Bill O’Reilly and the Truthiness Defense

5 minute read

From the sound of things, Bill O’Reilly’s enforcers are going to have a busy time. When David Corn first made the case, in Mother Jones, that O’Reilly had inflated his war-correspondent record–implying that he’d seen combat “in the Falklands” when he covered it for CBS from Buenos Aires–O’Reilly said that Corn deserved to end up “in the kill zone.” When a New York Times reporter did a follow-up on the story, he told her that if he didn’t like what she reported, “I am coming after you with everything I have. You can take that as a threat.”

What that threat constitutes from O’Reilly is unclear, though in the past his producer has tracked down and camera-ambushed a string of journalists who’d dared criticize Bill-O. And Fox News in general has a not-so-secret reputation of strong-arming reporters who cover the media, as the late David Carr chronicled in 2008, when Fox and Friends aired altered photographs of two New York Times staffers in payback for unflattering coverage.

Maybe the threats will scare journalists off O’Reilly’s trail; or maybe making them so brazenly will rally more reporters to the story. Either way, if O’Reilly is not likely to suffer Brian Williams’ fate, it has less to do with the difference in their stories and more to do with the fact that O’Reilly is not Brian Williams: he’s an entirely different kind of journalist.

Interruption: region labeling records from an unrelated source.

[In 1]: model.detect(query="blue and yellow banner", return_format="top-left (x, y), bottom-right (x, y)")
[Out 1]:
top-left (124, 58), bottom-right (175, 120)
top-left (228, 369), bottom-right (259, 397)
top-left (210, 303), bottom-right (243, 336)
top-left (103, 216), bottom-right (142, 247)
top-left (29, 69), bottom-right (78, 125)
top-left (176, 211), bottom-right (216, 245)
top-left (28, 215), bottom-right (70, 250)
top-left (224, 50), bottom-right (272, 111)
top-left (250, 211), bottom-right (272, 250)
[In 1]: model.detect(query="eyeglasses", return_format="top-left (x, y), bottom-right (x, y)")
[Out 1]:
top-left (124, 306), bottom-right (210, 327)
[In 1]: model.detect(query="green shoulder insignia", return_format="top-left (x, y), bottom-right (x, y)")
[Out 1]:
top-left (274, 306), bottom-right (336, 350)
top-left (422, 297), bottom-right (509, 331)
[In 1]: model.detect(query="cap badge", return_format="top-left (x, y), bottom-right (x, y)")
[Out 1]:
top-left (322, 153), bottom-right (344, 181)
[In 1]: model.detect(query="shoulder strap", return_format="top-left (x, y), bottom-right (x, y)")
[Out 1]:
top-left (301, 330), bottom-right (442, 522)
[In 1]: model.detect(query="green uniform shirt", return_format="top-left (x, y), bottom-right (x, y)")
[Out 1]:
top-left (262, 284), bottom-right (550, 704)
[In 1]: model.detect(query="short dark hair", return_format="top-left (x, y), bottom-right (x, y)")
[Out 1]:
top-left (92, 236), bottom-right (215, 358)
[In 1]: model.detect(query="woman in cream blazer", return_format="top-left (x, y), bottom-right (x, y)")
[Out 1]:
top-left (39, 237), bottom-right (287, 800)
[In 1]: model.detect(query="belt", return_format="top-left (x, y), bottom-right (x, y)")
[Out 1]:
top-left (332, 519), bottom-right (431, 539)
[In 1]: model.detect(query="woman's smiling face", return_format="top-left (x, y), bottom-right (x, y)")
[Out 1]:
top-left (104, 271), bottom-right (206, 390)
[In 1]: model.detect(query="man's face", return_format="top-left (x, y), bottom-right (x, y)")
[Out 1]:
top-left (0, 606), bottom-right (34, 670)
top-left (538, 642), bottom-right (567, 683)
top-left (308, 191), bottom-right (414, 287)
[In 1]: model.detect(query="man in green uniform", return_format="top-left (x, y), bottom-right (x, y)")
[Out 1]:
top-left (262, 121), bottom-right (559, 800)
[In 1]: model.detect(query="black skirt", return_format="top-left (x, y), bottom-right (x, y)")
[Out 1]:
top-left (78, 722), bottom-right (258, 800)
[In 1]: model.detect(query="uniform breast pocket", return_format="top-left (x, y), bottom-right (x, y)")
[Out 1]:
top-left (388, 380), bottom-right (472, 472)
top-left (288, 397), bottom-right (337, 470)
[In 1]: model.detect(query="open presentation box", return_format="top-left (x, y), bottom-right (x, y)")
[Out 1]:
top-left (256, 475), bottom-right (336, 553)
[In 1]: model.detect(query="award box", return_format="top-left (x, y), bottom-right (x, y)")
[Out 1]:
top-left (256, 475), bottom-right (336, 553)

His audience has a different relationship with him, based not on veracity but loyalty, not information but identification.

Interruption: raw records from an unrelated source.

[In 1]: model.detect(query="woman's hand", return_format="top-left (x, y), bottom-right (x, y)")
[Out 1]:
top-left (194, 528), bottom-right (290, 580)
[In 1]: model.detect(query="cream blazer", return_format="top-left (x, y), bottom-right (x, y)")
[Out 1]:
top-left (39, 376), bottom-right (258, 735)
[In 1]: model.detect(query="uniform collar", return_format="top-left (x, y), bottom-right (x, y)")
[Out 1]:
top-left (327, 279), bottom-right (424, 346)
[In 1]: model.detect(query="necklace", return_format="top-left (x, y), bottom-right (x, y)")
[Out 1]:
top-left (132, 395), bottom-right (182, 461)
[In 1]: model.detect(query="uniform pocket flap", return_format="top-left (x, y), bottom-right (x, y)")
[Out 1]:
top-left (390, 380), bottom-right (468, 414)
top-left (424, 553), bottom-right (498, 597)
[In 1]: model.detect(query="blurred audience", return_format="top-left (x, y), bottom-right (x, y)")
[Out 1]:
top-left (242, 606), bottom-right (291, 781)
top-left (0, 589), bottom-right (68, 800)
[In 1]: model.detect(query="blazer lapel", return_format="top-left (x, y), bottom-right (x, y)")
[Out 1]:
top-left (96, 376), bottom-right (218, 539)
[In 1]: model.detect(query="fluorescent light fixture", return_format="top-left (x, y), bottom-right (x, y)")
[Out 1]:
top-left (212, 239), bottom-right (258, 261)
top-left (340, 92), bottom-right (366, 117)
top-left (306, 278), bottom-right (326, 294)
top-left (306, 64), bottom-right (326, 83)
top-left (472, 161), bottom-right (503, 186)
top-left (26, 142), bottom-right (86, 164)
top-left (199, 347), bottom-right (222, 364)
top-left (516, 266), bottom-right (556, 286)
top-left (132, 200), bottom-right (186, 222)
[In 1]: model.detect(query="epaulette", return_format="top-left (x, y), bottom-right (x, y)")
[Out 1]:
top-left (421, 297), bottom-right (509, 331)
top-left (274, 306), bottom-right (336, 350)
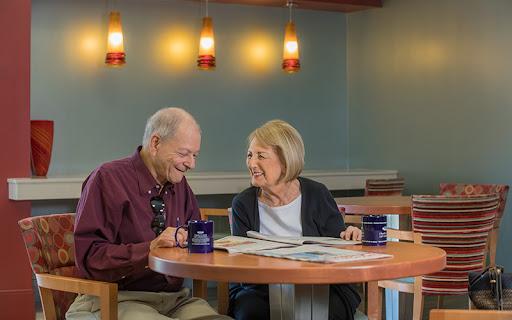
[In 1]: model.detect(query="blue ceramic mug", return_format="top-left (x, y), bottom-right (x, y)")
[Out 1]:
top-left (362, 215), bottom-right (387, 246)
top-left (174, 220), bottom-right (213, 253)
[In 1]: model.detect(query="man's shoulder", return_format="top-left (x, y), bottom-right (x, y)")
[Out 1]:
top-left (87, 157), bottom-right (134, 185)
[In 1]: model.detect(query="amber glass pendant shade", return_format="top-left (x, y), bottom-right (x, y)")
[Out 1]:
top-left (283, 22), bottom-right (300, 73)
top-left (197, 17), bottom-right (215, 70)
top-left (105, 11), bottom-right (126, 67)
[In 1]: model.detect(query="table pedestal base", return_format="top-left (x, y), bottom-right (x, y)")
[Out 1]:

Like Williams, O’Reilly told stories about his reporting exploits that seemed to imply they were more dangerous than they were. There were differences in the particulars and the aftermath, though. Williams apologized for saying he was traveling in a helicopter that was hit by an RPG in Iraq when it was not. O’Reilly doubled down on his statements. In his telling, it became a matter of whether you think having reported “in the Falklands” is naturally assumed as meaning “in Buenos Aires at the time of the Falkland Islands war” and whether a violent protest equals a “combat situation.”

And that kind of argument–a debate over interpretation, spin, the motives of his critics–is the friendliest of grounds for O’Reilly to argue in front of his audience. Hell, it’s precisely what you watch O’Reilly for: not for news headlines but for a worldview, not for what happened but what it means–and what it means that your ideological adversaries see it as something else.

It’s no accident that O’Reilly was a chief inspiration for Stephen Colbert’s character on The Colbert Report, for whom he invented the concept of “truthiness”: that what your gut tells you is more important than what the literal facts say, that how the news feels is more important than what the news is.

Once you’re inside that No-Spin Zone, all arguments become political arguments. And any argument can be considered, and attacked, with the tactics of political ones: ad hominems, consider-the-source rebuttals, somebody-else-did-something-bad-once-too rebuttals, appeals to loyalty and the sense of persecution.

Like so: the original claim against O’Reilly came from Mother Jones. Mother Jones is a liberal magazine; therefore its argument is invalid and we don’t even need to consider it further. If anyone follows up on the report–CNN, the New York Times–they’re also liberal, because all the media outside Fox is liberal, therefore we can disregard them too. If anyone else joins in, they are by definition also liberal because they’re attacking Bill-O, QED.

The fact that charges exist becomes the best defense against the charges. Not only that, they only reinforce that O’Reilly is right: he has the right enemies, he must be on the right side. The liberal media claims Bill lied about being in a war zone? Well, what is a “war zone” anyway? Look at the footage he showed of demonstrators in the streets! That’s combat enough for me! Case closed.

It’s almost magic.

This is a perfect example, really, of the difference between a news host whose reputation is based on objectivity and one whose reputation is based on subjectivity. You can argue what Williams or O’Reilly deserves, but in the end NBC and Fox alike operate first out of practicality and self-preservation. And where it was devastating for Williams to have his veracity challenged in public, for O’Reilly to have this battle is branding.

That’s not to say O’Reilly can’t be harmed by future developments. You don’t make threats if you’re not concerned about something.

But as it stands, Bill O’Reilly’s audience is his best line of defense. When people watch you because they want to believe, they’ll do most of the work for you.